I still remember the feel of your cold hands wrapped around my wrists the last time you gathered your courage to confront me and ask all of your questions. Everything around us blurred out—you caught me off guard. You see, I had been trying to avoid your gaze that whole day because I had the feeling this will happen. My gut had felt the ominous vibe the first time I had met your eyes that very morning, four years ago.

I wish I had told you the whole truth during that humbling, baring moment. Remembering how your eyes glossed up as you told me your spill, I really wish I did. I regret not giving back the equal amount of vulnerability and truth that you had given.

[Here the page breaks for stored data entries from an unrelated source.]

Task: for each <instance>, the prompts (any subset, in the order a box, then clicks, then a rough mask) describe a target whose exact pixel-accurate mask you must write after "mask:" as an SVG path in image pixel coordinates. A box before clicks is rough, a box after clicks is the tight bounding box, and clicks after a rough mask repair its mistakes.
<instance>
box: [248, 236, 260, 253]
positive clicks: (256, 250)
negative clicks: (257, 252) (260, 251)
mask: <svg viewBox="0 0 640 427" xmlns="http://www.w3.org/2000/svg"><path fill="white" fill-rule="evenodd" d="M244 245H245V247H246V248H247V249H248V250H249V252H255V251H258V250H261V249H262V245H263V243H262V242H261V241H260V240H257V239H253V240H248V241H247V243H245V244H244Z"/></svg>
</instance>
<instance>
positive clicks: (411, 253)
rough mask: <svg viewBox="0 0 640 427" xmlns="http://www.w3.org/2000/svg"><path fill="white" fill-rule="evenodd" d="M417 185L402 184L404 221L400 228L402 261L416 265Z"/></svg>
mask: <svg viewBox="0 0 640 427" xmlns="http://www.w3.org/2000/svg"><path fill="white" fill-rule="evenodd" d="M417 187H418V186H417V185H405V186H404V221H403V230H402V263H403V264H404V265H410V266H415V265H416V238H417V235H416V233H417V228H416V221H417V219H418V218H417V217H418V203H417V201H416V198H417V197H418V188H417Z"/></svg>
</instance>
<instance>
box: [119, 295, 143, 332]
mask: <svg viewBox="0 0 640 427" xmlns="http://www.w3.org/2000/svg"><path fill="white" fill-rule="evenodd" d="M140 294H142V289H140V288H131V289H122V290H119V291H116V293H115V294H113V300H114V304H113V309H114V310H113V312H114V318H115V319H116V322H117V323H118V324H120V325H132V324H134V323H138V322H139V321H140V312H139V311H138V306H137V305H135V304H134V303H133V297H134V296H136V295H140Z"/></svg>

You had shown me your whole heart, but I had given you not even a quarter of mine.

I wish I hugged you longer. And tighter. But then of course, we cannot go back in time. I just hope you felt the words that I didn't have the courage to say through the brief hug that we did share. I hope you felt my sincerity when I had told you I was very sorry. After having heard your pain and your why's, I was truly the most sorry.

You were so beautiful that day. You looked so neat, your hair was handsomely done, you looked extra tall, you smelled good—and yet there you were in front of me, heart exposed. Looking back, I don't think I deserved your heart. The old me wouldn't be able to handle your big heart and the massive love you carry. I was broken, and lost, and misguided. I don't think you deserve any less than you were ready to offer.

When you asked me why I took distance, I made up some last minute lame excuse. I saw your sad-eyed smile and sadness brimmed up my heart. I regret not building up the courage to bare my feelings as well. I regret not entrusting my vulnerability when it had been the perfect chance to.

This might be a little too late to say but I still would like to clear some things up: I did have feelings for you.

——

You are the poetry I write
the emotion that fills this heart,
and I wonder with fear, if without you,
how deadly for my heart it will be so.